Source code for pyart.aux_io.odim_h5

"""
Routines for reading ODIM_H5 files.

"""

import datetime

import numpy as np
try:
    import h5py
    _H5PY_AVAILABLE = True
except ImportError:
    _H5PY_AVAILABLE = False

from ..config import FileMetadata, get_fillvalue
from ..io.common import make_time_unit_str, _test_arguments
from ..core.radar import Radar
from ..exceptions import MissingOptionalDependency


ODIM_H5_FIELD_NAMES = {
    'TH': 'total_power_horizontal',        # uncorrected reflectivity, horizontal
    'TV': 'total_power_vertical',        # uncorrected reflectivity, vertical
    'DBZH': 'reflectivity_horizontal',     # corrected reflectivity, horizontal
    'DBZV': 'reflectivity_vertical',     # corrected reflectivity, vertical
    'ZDR': 'differential_reflectivity',     # differential reflectivity
    'RHOHV': 'cross_correlation_ratio',
    'LDR': 'linear_polarization_ratio',
    'PHIDP': 'differential_phase',
    'KDP': 'specific_differential_phase',
    'SQI': 'normalized_coherent_power',
    'SNR': 'signal_to_noise_ratio',
    'VRAD': 'velocity',  # radial velocity, marked for deprecation in ODIM HDF5 2.2
    'VRADH': 'velocity_horizontal',  # radial velocity, horizontal polarisation
    'VRADV': 'velocity_vertical',  # radial velocity, vertical polarisation
    'WRAD': 'spectrum_width',
    'QIND': 'quality_index',
}


[docs]def read_odim_h5(filename, field_names=None, additional_metadata=None,
                 file_field_names=False, exclude_fields=None,
                 include_fields=None, include_datasets=None,
                 exclude_datasets=None, **kwargs):
    """
    Read a ODIM_H5 file.

    Parameters
    ----------
    filename : str
        Name of the ODIM_H5 file to read.
    field_names : dict, optional
        Dictionary mapping ODIM_H5 field names to radar field names.

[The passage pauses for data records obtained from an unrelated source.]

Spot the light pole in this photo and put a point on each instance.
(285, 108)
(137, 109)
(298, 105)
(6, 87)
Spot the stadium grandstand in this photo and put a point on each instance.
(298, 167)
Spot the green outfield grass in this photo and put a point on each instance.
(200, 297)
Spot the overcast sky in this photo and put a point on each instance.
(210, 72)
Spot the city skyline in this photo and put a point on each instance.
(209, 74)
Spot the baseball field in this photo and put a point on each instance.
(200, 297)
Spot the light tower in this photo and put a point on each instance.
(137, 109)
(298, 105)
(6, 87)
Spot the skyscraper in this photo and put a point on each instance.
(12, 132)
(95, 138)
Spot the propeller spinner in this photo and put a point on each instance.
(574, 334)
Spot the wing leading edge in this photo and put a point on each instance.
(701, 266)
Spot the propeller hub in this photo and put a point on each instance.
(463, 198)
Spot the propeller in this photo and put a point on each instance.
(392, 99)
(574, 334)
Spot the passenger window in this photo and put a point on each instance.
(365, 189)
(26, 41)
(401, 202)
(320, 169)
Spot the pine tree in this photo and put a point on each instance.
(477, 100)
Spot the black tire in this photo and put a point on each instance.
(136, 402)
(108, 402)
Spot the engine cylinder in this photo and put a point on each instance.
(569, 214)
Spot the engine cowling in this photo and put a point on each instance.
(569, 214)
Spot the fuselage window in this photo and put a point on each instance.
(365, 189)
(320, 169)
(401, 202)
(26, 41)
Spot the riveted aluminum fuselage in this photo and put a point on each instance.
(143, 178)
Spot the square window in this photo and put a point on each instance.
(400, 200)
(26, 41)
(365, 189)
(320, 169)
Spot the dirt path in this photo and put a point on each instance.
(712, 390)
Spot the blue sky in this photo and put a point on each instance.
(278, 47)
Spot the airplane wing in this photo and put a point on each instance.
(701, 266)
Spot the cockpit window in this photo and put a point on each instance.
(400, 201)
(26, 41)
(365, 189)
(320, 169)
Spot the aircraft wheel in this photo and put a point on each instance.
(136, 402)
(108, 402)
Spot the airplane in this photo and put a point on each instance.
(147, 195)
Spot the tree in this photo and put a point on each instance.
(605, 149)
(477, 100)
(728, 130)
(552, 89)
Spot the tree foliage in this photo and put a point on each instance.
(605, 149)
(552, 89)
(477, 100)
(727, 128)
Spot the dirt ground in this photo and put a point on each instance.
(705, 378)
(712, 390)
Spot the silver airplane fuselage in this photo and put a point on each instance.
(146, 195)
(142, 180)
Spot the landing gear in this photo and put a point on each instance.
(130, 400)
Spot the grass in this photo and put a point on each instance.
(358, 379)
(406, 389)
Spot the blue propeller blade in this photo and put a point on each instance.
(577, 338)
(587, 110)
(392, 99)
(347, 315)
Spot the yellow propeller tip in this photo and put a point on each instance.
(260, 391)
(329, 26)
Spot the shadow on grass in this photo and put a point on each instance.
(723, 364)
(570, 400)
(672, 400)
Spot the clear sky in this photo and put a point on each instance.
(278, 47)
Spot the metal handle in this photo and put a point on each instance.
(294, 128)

If a
        data type found in the file does not appear in this dictionary or has
        a value of None it will not be placed in the radar.fields dictionary.
        A value of None, the default, will use the mapping defined in the
        Py-ART configuration file.
    additional_metadata : dict of dicts, optional
        Dictionary of dictionaries to retrieve metadata from during this read.
        This metadata is not used during any successive file reads unless
        explicitly included.  A value of None, the default, will not
        introduct any addition metadata and the file specific or default
        metadata as specified by the Py-ART configuration file will be used.
    file_field_names : bool, optional
        True to use the MDV data type names for the field names. If this
        case the field_names parameter is ignored. The field dictionary will
        likely only have a 'data' key, unless the fields are defined in
        `additional_metadata`.
    exclude_fields : list or None, optional
        List of fields to exclude from the radar object. This is applied
        after the `file_field_names` and `field_names` parameters. Set
        to None to include all fields specified by include_fields.
    include_fields : list or None, optional
        List of fields to include from the radar object. This is applied
        after the `file_field_names` and `field_names` parameters. Set
        to None to include all fields not specified by exclude_fields.
    include_datasets : list or None, optional
        List of datasets to include from the HDF5 file, given
        as ["dataset1", "dataset2", ...]. Set to None to include all datasets
        not specified by exclude_datasets.
    exclude_datasets : list or None, optional
        List of datasets to exclude from the HDF5 file, given
        as ["dataset1", "dataset2", ...]. Set to None to include all datasets
        specified by include_datasets.

    Returns
    -------
    radar : Radar
        Radar object containing data from ODIM_H5 file.

    """
    # TODO before moving to pyart.io
    # * unit test
    # * add default field mapping, etc to default config
    # * auto-detect file type with pyart.io.read function
    # * instrument parameters
    # * add additional checks for HOW attributes
    # * support for other objects (SCAN, XSEC)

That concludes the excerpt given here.